Telecommunications company Lexent Corporation, for example, was among the companies that had helped rebuild the communications infrastructure around the World Trade Center after the first terrorist attack on the buildings in 1993. At the end of the first week after the attacks it distributed a release announcing that all its employees were accounted for (it’s offices are at 3 New York Plaza, in the shadow of the twin towers) and that the company was “fully operational.”
Meanwhile, the company’s public relations firm, PepperCom, was monitoring the news media to keep track of the kind of stories reporters were covering. By the end of the first week, many news outlets were going beyond the rescue effort to look at how the financial district was being rebuilt in preparation for Monday’s opening of the New York Stock Exchange.
There was an enormous interest from the media in how Wall Street is going to be rebuilt,” says PepperCom’s Deb Brown. “A lot of that interest is focused on the communications infrastructure. Local and network television news stations were looking for experts, people who understood what needed to be done. Some of them contacted us because they had seen the company’s trucks.”
The firm succeeded in placing stories with AP, the Los Angeles Times and the Baltimore Sun, but the most significant coverage was on CNN. Says Brown, “CNN actually spent a day with the company, following its executives and its technicians around to see at first hand how they are rebuilding the area’s communications infrastructure.”
The CNN piece followed Lexent technicians from 7am, when they headed out of their offices to go to work, to a location in Battery Park City where they worked to retrieve and repair an AT&T cable, and included interviews with the company’s president, Kevin O’Kane, and the head of its national network technologies division.
Said the report, “Some strategic analysts are saying that the terrorists will strike next at America’s infrastructure, but as we watch this next report, it’s clear that’s not going to work.  New York City’s largest fiber optic cable installer is already working fast to get the city reconnected after last week’s attacks.”
Tower Group, a financial services consulting firm, wasn’t in a position to roll up its sleeves and get involved in repairing the communications infrastructure, but it was able to provide the media with some useful information on the costs of rebuilding.
The firm, headquartered in Needham, Mass., was not unaffected by the disaster.             “They have lost a lot of colleagues in the financial services industry,” says Anne Green of public relations agency CooperKatz & Company.
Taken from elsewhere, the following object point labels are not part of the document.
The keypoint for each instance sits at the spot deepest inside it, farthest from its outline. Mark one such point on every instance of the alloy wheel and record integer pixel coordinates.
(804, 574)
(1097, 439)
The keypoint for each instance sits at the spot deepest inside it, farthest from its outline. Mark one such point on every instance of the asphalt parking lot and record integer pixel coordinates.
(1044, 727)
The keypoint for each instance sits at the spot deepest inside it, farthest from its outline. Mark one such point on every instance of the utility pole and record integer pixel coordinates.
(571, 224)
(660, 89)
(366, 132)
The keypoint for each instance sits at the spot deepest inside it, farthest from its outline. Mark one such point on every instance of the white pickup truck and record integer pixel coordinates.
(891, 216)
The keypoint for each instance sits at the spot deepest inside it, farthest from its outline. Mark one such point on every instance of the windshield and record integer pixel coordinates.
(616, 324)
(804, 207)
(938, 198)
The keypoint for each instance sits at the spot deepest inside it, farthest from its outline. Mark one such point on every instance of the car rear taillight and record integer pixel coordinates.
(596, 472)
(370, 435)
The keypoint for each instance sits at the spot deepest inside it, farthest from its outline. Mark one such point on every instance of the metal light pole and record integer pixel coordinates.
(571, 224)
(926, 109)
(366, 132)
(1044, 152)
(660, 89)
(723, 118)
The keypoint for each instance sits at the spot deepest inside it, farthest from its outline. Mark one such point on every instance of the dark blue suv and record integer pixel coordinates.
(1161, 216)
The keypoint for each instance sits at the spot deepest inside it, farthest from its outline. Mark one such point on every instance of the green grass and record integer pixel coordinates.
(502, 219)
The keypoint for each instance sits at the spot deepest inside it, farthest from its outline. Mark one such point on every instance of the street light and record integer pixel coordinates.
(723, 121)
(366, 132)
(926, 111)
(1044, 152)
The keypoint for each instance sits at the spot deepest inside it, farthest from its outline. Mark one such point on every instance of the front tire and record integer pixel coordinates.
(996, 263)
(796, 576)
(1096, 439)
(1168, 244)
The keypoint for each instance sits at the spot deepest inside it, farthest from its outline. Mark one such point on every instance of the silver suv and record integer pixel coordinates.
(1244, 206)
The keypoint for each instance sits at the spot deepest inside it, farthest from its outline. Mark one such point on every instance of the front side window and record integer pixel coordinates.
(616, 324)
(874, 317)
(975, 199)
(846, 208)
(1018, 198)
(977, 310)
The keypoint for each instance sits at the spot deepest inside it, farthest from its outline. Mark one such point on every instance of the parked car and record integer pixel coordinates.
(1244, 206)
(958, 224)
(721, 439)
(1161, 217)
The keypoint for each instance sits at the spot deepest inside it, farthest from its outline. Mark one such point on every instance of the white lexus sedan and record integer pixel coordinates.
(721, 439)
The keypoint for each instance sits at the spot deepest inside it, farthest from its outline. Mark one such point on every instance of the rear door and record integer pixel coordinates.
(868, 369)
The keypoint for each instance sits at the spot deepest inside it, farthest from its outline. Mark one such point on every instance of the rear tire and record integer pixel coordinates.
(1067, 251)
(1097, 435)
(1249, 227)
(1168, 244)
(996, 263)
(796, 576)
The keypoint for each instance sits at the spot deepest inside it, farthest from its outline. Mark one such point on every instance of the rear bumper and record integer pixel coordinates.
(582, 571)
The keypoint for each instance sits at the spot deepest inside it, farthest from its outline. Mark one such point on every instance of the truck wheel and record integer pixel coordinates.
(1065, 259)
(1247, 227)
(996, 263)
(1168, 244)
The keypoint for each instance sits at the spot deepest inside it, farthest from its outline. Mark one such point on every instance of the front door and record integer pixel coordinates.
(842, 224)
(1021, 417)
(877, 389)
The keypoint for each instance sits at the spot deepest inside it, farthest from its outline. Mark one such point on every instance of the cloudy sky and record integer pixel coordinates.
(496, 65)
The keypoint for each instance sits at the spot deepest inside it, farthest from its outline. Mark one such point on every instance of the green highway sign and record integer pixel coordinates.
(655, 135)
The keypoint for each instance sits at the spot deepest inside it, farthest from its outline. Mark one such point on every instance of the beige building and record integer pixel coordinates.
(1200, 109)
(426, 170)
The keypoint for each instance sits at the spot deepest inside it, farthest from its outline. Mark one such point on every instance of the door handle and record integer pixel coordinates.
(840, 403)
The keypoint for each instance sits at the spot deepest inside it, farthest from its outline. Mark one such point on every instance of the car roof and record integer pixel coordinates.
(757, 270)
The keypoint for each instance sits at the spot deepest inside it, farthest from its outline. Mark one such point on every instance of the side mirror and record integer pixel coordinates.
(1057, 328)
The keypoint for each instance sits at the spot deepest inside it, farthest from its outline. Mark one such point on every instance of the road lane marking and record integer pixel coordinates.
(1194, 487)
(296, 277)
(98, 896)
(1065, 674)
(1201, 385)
But the company also knew it could use its expertise to help reporters who were trying to put a dollar amount on the devastation.
In the wake of the tragedy Larry Tabb, vice president of the firm’s securities and investments research practice, put together two-page report on what it would cost to rebuild. The company estimated that it would cost approximately $3.2 billion to replace the technology destroyed for securities firms, $1.7 billion for the hardware (trading stations, workstations, PCs, and the like) and $1.5 billion for services and software.
“We selected some top tier media and released it to them on a very careful basis,” says Green. “We found the press was anxious to have some concrete numbers they could use.” The numbers appeared in stories in The New York Times and The Financial Times.